You were baptized as a Mormon and then as a Roman Catholic. Can you describe your faith journey?
My mother desperately wanted to give her kids a wholesome environment, and we were born into a traditional Catholic family. We had extended family members who were and remain active members of the LDS church, which does provide a very wholesome environment. We joined the church for a little less than three years when I was very young, after we moved to Las Vegas in 1979. I'm not sure my mom ever fully understood the church theologically. As a family we were never fully immersed in it because my father didn't buy in, so there are many intricacies to the faith that we never really got involved in. By the time I was in sixth grade, we had left the Mormon Church and gone back to Catholicism, and I did my First Communion on Christmas Day 1984.
And you attended an evangelical church for a period of time?

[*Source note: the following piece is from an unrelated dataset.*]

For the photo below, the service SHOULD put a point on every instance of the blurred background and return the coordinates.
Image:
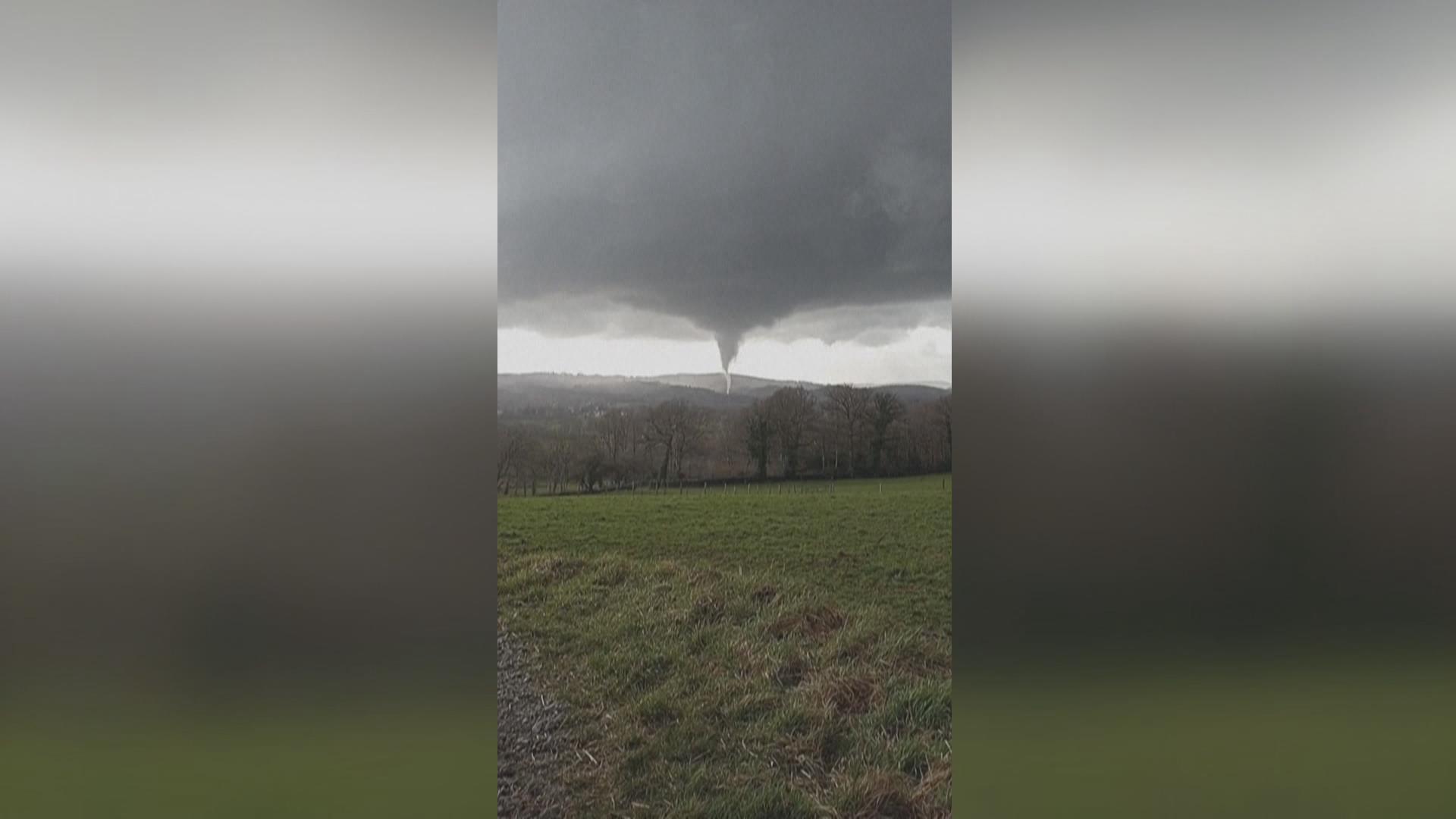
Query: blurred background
(1203, 309)
(246, 346)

Sometime in 2000, I unfortunately got really busy with my political stuff. I perhaps didn't do a good job of spiritually leading my family, which is one of the roles I play alongside my wife. In the meantime, my wife and my sister found an excellent local church, Christ Fellowship. It does a phenomenal job on two fronts: bringing people to Jesus, and teaching the written Word through phenomenal preachers. And it has a fantastic children's program. For a period of time, it became our church home almost exclusively. I felt called back to Catholicism around 2004, but have maintained the relationship with Christ Fellowship and attend their services often or listen to the podcasts.
Did you have a conversion moment when you acknowledged your sins and Jesus' death on the cross?
There has never been a moment when faith hasn't been an important part of my life. There have been moments when I've been more alive in my faith than others. There have been times when I've been more involved in my faith, dedicating more to it, and giving it more importance. Like everybody else, unfortunately, it's usually in time of need that we tend to turn to our faith.
It would be unfair to say I had a moment of conversion. But one moment when my faith journey took on a different aspect was when my children became a bit older. I recognized that perhaps the most important part of my job in raising them is that I have only a handful of years to influence them and to inspire in them the knowledge of Jesus, Christianity, and what it means for salvation. If I fail in that regard, everything else becomes less meaningful.
Would you describe yourself as an evangelical?
I'm a Roman Catholic. I'm theologically in line with the Roman Catholic Church. I believe in the authority of the church, but I also have tremendous respect for my brothers and sisters in other Christian faiths. I recognize, as the Catholic Church does, that there are excellent teachings of the Word throughout other denominations. The elements of salvation are found in these churches as well. Some unifying principles bind all Christians: that God became a man and died for our sins, and that without that sacrifice, all of us would be doomed.